Online video is quickly becoming one of the most important parts of education, and as the medium matures, teachers utilizing education technology are implementing more video in the classroom.
Dr. Michal Tsur, who is co-founder and president of Kaltura, writes in Venture Beat that video is the new common denominator in educational technology. Online video watching is becoming one of the most popular activities on the Web, and it has been penetrating the education market like no other technology.
In 2012 alone, Internet users watched 4 billion videos per day. Between 2012 and 2017, mobile video will grow 75 percent per year, the highest growth rate predicted among any mobile app, including Facebook and Twitter.

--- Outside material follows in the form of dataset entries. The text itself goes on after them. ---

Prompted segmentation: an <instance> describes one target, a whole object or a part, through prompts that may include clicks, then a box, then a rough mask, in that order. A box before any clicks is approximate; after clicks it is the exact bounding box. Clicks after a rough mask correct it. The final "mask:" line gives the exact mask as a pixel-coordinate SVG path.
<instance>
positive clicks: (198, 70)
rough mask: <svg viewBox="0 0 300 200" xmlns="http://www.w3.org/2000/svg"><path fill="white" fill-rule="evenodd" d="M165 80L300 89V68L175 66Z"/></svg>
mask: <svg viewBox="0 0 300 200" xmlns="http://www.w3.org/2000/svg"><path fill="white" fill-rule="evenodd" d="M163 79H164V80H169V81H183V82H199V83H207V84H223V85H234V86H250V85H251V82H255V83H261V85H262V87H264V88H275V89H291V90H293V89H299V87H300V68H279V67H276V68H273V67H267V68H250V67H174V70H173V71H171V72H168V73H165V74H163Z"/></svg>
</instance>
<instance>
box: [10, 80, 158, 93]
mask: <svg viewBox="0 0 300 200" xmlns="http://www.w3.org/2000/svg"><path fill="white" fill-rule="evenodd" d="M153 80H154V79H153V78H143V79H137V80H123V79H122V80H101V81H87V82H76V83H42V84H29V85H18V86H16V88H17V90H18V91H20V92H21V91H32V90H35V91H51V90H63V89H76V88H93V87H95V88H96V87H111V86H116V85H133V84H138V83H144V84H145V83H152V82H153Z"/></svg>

More schools and universities are embracing the flipped classroom model and harnessing the power of video. The flipped classroom inverts traditional teaching methods by allowing students to access lectures and instruction online using video outside of class, which leaves time for discussion and hands-on learning in the classroom.

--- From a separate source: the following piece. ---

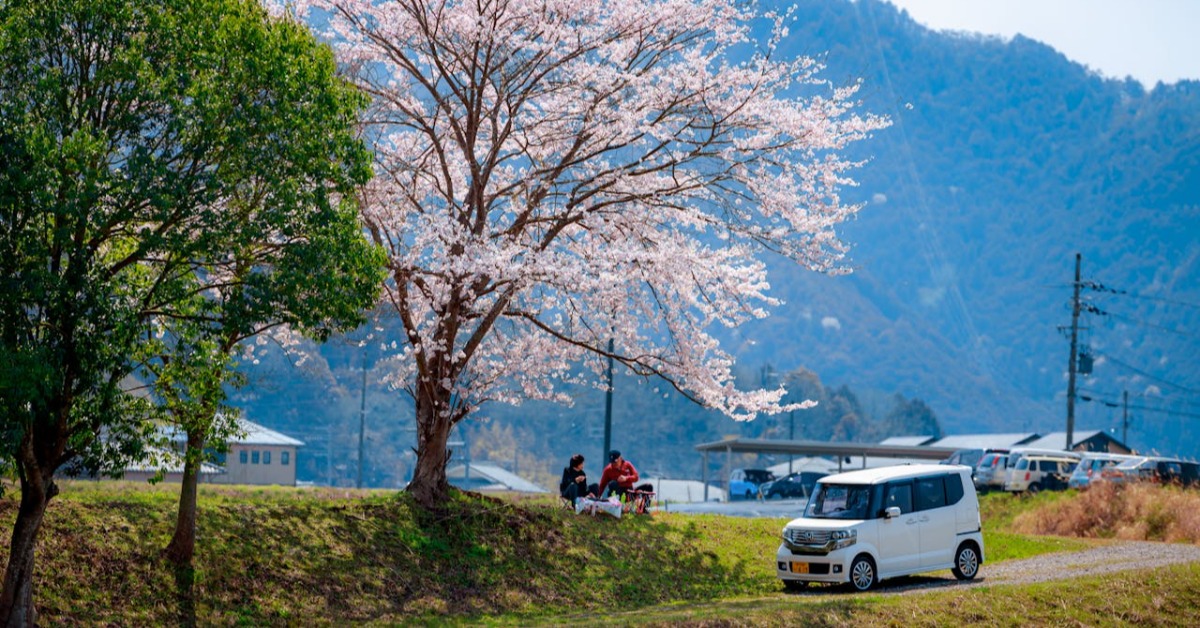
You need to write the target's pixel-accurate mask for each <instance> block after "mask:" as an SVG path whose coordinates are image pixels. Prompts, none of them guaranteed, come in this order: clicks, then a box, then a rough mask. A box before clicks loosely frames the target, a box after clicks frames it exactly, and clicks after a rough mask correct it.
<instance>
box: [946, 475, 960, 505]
mask: <svg viewBox="0 0 1200 628" xmlns="http://www.w3.org/2000/svg"><path fill="white" fill-rule="evenodd" d="M962 495H964V491H962V476H959V474H958V473H950V474H949V476H946V503H947V504H956V503H959V501H961V500H962Z"/></svg>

The Clintondale High School, near Detroit, Michigan, implemented the flipped classroom model and found success. Before the flipped classroom model, 50% of freshmen failed English and 44% failed math. After the flip, just 19% of students failed English and 13% failed math.
Massive Online Open Courses (MOOCs) are another area of education technology being vaulted to prominence by high-quality video. Many leading universities have embraced the MOOC model, with hundreds of universities in total currently offering video-based courses to students. MOOCs offer completely free online courses to students from all over the world and themselves employ a variation on the flipped classroom model to enhance learning by using video as a key tool for delivering educational content.
While it remains to be seen whether or not MOOCs will improve graduation rates, education is a $1 trillion market, leaving plenty of funding available for testing and creating sustainable business models.
Many schools are implementing Bring Your Own Device (BYOD) programs that allow students to use their own hardware, nearly all of which is capable of playing video. These programs “are uniquely positioned to provide the boost classrooms need to help students access new media and engage them on devices they are already familiar with.”
According to new research, students who are exposed to the integration of media-rich content like video outperform non-exposed peers on tests, are more active in class discussions, and apply more varied approaches to problem solving. By 2017, streaming video will represent the majority of all mobile traffic – and if BYOD programs continue to be successful, much of this traffic could come from the classroom.
Online video is also a driving factor fueling the personalized and social learning paradigms being championed by many educational institutions today. According to the U.S. Department of Education, personalized learning allows instructors to adjust the pace (individualization) and adjust the approach (differentiation) of education to tailor to a student’s individual interests. Students can choose what they wish to learn, as well as when and how they learn it. Online video is a central tenet of personalized learning, as it affords students access to educational materials anytime, anywhere or anyplace – a key element of personalized learning. In fact, one in four students have already reported using online videos to help with homework questions.